Detto questo. Ha dato inizio all’isolazionismo e al ripiego americano nel mondo con il suo “leading from behind”. Ha aiutato quel bifolco di Sarko nell’impresa di Libia, di cui il Mediterraneo pagherà per una generazione o due le conseguenze. Ha lasciato con il non intervento dopo l’uso delle armi chimiche, nonostante l’appello di Hollande (e Macron), che la Siria diventasse insieme il carnaio che conosciamo, e che non ha finito di tritare budella, e l’avamposto di Russia e Iran alle porte della nostra casa, procurando fra l’altro alla Merkel da lui tanto amata il piccolo guaio della migrazione biblica, quella sì un’emergenza, intorno al milione di uomini e donne e vecchi e bambini. Ha dato via libera all’Iran in cambio di promesse che sono servite soltanto a incrementare la sua potenza balistica e a spaventare a morte Israele, che non era proprio il suo darling. Ha tutelato una ripresa economica solida e continua, dopo il botto della Lehman Brothers, ma insufficiente a sanare grandi ferite sociali incipienti, che si sono messe a sanguinare tutte insieme e nello stesso momento. Ha fomentato una retorica culminata nello sfortunato slogan elettorale “Stronger Together”, che perfino Hillary, adottandolo, definiva “clumsy”, maldestro, in particolare se opposto a “Make America Great Again” o MAGA, in particolare se confrontato con l’epidemia da oppio, “Weaker Alone”, e il crescente risentimento in quei cazzo di stati industriali che hanno dato la vittoria ai punti a The Donald.
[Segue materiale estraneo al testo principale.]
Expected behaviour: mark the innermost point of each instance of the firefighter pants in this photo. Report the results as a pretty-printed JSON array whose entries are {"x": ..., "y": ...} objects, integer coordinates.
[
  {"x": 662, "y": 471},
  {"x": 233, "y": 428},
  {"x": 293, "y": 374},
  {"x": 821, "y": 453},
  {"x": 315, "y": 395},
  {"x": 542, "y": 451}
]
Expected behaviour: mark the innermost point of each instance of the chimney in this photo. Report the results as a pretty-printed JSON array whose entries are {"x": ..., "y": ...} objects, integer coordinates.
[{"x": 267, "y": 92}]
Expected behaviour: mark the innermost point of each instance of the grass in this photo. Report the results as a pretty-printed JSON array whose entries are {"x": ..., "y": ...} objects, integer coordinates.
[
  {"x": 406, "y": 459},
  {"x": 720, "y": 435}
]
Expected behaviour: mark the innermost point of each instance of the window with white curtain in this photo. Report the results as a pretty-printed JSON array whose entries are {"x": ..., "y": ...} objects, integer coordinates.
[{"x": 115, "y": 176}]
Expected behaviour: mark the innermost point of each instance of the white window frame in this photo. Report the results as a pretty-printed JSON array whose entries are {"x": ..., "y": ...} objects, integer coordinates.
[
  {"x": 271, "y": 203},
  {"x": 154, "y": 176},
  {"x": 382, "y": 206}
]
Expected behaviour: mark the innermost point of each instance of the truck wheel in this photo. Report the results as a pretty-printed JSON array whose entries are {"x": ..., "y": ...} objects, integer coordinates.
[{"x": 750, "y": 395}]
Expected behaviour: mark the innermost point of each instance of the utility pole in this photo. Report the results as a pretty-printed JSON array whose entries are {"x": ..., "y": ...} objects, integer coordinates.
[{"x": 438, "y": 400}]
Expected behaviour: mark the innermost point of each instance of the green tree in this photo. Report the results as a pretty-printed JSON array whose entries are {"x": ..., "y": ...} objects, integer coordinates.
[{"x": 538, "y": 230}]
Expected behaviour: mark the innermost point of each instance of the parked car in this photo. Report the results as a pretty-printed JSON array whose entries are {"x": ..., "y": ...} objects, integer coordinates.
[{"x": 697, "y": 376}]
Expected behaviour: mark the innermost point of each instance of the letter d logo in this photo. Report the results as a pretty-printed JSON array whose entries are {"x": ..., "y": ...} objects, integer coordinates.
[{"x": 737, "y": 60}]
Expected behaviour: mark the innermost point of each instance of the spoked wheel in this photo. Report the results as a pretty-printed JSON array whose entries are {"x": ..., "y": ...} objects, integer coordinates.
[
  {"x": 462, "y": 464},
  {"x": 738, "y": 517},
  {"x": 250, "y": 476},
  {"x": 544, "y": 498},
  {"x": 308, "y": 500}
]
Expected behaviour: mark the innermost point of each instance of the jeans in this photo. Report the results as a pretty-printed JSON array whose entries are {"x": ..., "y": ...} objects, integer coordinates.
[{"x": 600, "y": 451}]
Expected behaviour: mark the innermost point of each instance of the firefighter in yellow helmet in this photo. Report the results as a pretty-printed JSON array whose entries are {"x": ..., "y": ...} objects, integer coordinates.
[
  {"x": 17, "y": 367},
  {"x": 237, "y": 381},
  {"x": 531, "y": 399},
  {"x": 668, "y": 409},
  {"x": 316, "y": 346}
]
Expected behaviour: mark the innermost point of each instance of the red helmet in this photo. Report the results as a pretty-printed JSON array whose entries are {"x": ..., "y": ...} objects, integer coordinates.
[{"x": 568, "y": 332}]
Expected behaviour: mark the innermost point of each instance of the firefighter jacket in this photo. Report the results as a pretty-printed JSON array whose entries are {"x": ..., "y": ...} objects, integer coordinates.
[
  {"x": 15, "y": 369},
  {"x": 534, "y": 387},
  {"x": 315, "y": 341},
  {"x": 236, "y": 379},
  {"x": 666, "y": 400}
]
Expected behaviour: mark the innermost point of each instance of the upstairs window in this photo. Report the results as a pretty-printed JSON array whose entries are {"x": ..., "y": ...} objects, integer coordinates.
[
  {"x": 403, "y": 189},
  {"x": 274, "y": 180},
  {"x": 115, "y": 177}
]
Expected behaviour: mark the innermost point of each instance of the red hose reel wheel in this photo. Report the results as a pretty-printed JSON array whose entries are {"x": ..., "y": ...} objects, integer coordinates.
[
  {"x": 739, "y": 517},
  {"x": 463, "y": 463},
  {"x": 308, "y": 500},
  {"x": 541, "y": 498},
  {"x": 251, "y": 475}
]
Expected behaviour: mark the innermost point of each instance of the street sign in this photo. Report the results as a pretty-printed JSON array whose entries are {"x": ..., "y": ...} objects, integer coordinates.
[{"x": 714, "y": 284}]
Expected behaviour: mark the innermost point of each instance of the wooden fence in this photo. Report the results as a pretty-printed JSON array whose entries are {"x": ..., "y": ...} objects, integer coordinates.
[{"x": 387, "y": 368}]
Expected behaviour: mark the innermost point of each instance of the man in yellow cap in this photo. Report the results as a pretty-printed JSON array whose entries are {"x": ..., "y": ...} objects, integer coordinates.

I bianchi affluenti dei campus sotto il suo regno si sono messi a difendere i safe space, cioè le zone liberate dalla libertà di pensiero e di parola. Il #MeToo è stato incubato dalla ideologia vittimista profusa a piene mani nel suo reame. Il progresso dei neri è divenuto chiacchiera benpensante, l’ultimo che abbia fatto qualcosa è Lyndon B. Johnson negli anni Sessanta. Sull’immigrazione illegale forse si poteva fare qualcosina di più, sebbene anche le strategie accorte à la Minniti non preservino da cocenti sconfitte. Ha preso Bin Laden, con gli uomini e le piste di Bush. Per il resto ha disossato gli interventi in Iraq e in Afghanistan con le note e presenti conseguenze. Ha rafforzato Putin e Xi Jinping. E’ stato ed è il cocco dell’intellighenzia, a buon titolo, perché è davvero un intellettuale preparato e un gran signore. E ci ha infine dato un successore mica male. Stop.